Keterlibatannya dalam ketiga bahasa di atas, kelak menjadi faktor penting yang
mempengaruhi perkembangan pemikirannya. Faktor inilah, barangkali yang
menyebabkan perhatiannya pada peran bahasa dalam pemikiran dan masyarakat
manusia demikian besar.
B.
Latar Belakang Sosial Politik dan Keilmuan Muhammad Arkoun
Sebagai seorang intelektual yang bergulat secara intens dalam dunia
pemikiran (islam) Mohammad Arkoun tentunya memiliki latar belakang sosial
politik dan keilmuan serta memiliki berbagai kegiatan yang berhubungan dengan
dunia akademis. Ketika menjadi mahasiswa di Paris, Mohammad Arkoun sempat
bekerja sebagai agrege bahasa dan kesusastraan arab di Paris. Dia juga
pernah menjadi guru SMA (lycee) di Strasbourg, suatu daerah yang terletak di
timur laut Prancis, disamping itu ia juga diminta memberi kuliah di fakultas
sastra Universitas Strasbourg (1956-1959).
Pada tahun 1961 Mohammad Arkoun diangkat menjadi dosen di
Universitas Sorbonne di Paris, tempat ia memperoleh gelar doktor sastra. Dari
tahun 1970 sampai 1972 Mohammad Arkoun mengajar di Universitas Lyon dan
kemudian kembali ke Paris sebagai guru besar sejarah pemikiran Islam. selain
itu, Mohammad Arkoun seringkali diundang sebagai penceramah di luar Prancis. Ia
bahkan menjadi dosen tamu di berbagai Universitas ternama di luar negri seperti
Universitas of California di Los Angeles, lembaga kepausan untuk studi Arab dan
Islam di Roma, Universitaas Katolik Louvain la Neuve di Belgia dan Princeton
Universitas di Philadelphia. Akhirnya pada tahun 1993 Mohammad Arkoun diangkat
menjadi guru besar tamu di Universitas Amsterdam. Sejak keterbukaan politis di
Aljazair pada akhir tahun 1988 M yang dihentikan kembali pada bulan Januari
1992 M, Mohammad Arkoun sering juga diundang sebagai penceramah oleh berbagai
partai politik Aljazair atau diwawancarai media cetak dan televisi Aljazair.

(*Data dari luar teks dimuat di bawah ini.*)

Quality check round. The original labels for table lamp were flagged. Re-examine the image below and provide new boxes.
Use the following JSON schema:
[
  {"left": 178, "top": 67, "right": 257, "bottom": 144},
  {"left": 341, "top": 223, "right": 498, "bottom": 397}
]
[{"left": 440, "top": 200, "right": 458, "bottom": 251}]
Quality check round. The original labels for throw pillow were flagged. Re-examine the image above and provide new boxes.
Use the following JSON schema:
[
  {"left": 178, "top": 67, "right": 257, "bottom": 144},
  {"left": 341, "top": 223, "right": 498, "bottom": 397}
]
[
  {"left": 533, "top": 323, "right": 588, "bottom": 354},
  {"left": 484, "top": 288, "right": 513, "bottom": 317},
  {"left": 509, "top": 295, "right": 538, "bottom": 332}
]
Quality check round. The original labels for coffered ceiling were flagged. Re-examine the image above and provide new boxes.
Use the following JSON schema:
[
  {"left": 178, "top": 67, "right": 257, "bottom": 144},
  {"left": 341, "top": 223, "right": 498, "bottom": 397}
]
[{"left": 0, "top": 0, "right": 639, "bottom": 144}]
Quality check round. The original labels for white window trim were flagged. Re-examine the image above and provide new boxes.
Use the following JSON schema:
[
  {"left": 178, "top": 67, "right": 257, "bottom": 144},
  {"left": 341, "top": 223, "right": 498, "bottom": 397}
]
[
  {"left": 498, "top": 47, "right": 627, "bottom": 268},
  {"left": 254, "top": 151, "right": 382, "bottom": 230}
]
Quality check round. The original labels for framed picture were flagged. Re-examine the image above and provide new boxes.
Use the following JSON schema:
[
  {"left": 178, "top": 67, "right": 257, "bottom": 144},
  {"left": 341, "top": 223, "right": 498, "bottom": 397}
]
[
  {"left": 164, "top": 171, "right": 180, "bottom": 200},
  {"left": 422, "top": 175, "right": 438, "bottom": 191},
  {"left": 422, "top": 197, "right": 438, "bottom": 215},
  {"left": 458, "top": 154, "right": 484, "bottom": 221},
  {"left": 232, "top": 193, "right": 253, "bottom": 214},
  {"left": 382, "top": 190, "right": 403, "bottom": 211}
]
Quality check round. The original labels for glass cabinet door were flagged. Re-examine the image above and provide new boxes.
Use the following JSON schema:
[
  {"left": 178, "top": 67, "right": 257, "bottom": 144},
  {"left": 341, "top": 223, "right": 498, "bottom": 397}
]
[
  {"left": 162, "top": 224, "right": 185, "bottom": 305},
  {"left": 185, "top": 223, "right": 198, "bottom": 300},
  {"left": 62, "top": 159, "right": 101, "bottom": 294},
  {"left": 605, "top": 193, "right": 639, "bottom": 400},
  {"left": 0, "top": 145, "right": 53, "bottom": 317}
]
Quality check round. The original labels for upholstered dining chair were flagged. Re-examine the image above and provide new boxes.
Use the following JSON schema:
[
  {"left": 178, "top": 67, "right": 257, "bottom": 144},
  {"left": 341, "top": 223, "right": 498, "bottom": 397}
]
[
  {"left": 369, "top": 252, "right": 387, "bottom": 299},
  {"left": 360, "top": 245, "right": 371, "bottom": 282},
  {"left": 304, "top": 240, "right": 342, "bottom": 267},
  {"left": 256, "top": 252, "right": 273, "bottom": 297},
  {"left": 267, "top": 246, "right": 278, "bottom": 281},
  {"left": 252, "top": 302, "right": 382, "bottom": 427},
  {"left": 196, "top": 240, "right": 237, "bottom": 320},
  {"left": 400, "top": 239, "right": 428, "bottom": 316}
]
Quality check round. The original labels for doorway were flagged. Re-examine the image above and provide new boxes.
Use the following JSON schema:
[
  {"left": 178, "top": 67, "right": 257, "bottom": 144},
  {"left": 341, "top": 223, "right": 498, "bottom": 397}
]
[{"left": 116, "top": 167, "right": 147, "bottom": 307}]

Namun, ia tidak pernah melibatkan diri dengan partai politik tertentu.[34]
Selain sebagai pengajar, Mohammad Arkoun menduduki sejumlah jabatan
penting lain. Ia adalah direktur ilmiah majalah Islam terkemuka Arabica.
Ia juga pernah diangkat menjadi chevalier de la Legion d’honneur (anggota
Legiun Kehormatan Prancis) dan meduduki sejumlah jabatan resmi seperti
kedudukan anggota panitia nasional Prancis untuk etika dalam ilmu pengetahuan
kehidupan dan kedokteran serta kenaggotaan Majlis Nasional untuk AIDS serta Officier
de Palmes Academiques, yaitu suatu gelar kehormatan Prancis untuk tokoh
terkemuka di dunia akademik.[35]
Mohammad Arkoun sempat mengunjungi Indonesia pada kesempatan
seminar tentang Contemporary Expressions of Islam in Building di Yogyakarta
pada bulan Oktober 1990 M, Internasional Confrence on Cultural Taurism di
Yogyakarta pada bulan November 1992 dan dalam rangka pemberian penghargaan Aga
Khan untuk Arsitektur di Yogyakarta dan Solo pada bulan November 1995. Ia juga
sempat berceramah di UIN Yogyakarta dan Jakarta di depan forum LKIS dan
beberapa lembaga lain.[36]
Mohammad Arkoun juga berperan aktif dalam dialog antar agama,
khususnya dialog Islam-Kristen, selama lebih dari 20 tahun. Selama waktu
tersebut Mohammad Arkoun telah menghadiri berbagai pertemuan, konfrensi dan
seminar, memberikan beberapa kuliah dan ceramah dan menulis buku-buku dan
artikel yang berhubungan dengan kondisi ilmiah dan kultural dari dunia modern,
berupa pandangan kritis mengenai warisan keagamaan dari komunitas tiga agama
monoteistik.
C.
Karya-karya Muhammad Arkoun
Di antara karya-karyanya adalah Rethinking Islam
Today, Mapping Islamic Studies, Genealogy, and Change, The Untought in
Contemporary Islamic Thought, al-Turath: Muhtawahu wa Huwiyyatuhu
–sijjabiyatuhu wa salbiyatuhu, Min al-Ijtihad ilal al-Naqd al-‘Aql
al-Islami, al-Fikr al-Ushuli wa Istihalat al-Ta’shil: Nahwa Tarikhin
Akhbar li al-Fikr al-Islami, al-Quran min al-Tafsir bil Mauruth, Lectures
de Coran, Min Faysal al-Tafriqah ila Fasl al-Maqail: Aina huwa al-Fikr
al-Islami al-Mu’ashir, The Concept of Authorithy in Islamic
Thought,dan Religion and Society.
Kebanyakan karya Mohammad Arkoun ditulis dalam bahasa Prancis. Ia
memang tidak banyak menulis dalam bahasa Inggris. Satu-satunya karya Mohammad
Arkoun dalam bentuk buku yang ditulis dalam bahasa Inggris adalah Rethingkling
Islam Today, 1987, buku kecil (hanya 27 halaman) yang semula merupakan
bahan ceramahnya di Center for Contemporary Arab Studies, Universitas
Georgetown, Amerika Serikat. Sedangkan dalam bahasa-bahasa lain,
karya-karya
Mohammad Arkoun tersebar melalui usaha-usaha terjemahan.[37]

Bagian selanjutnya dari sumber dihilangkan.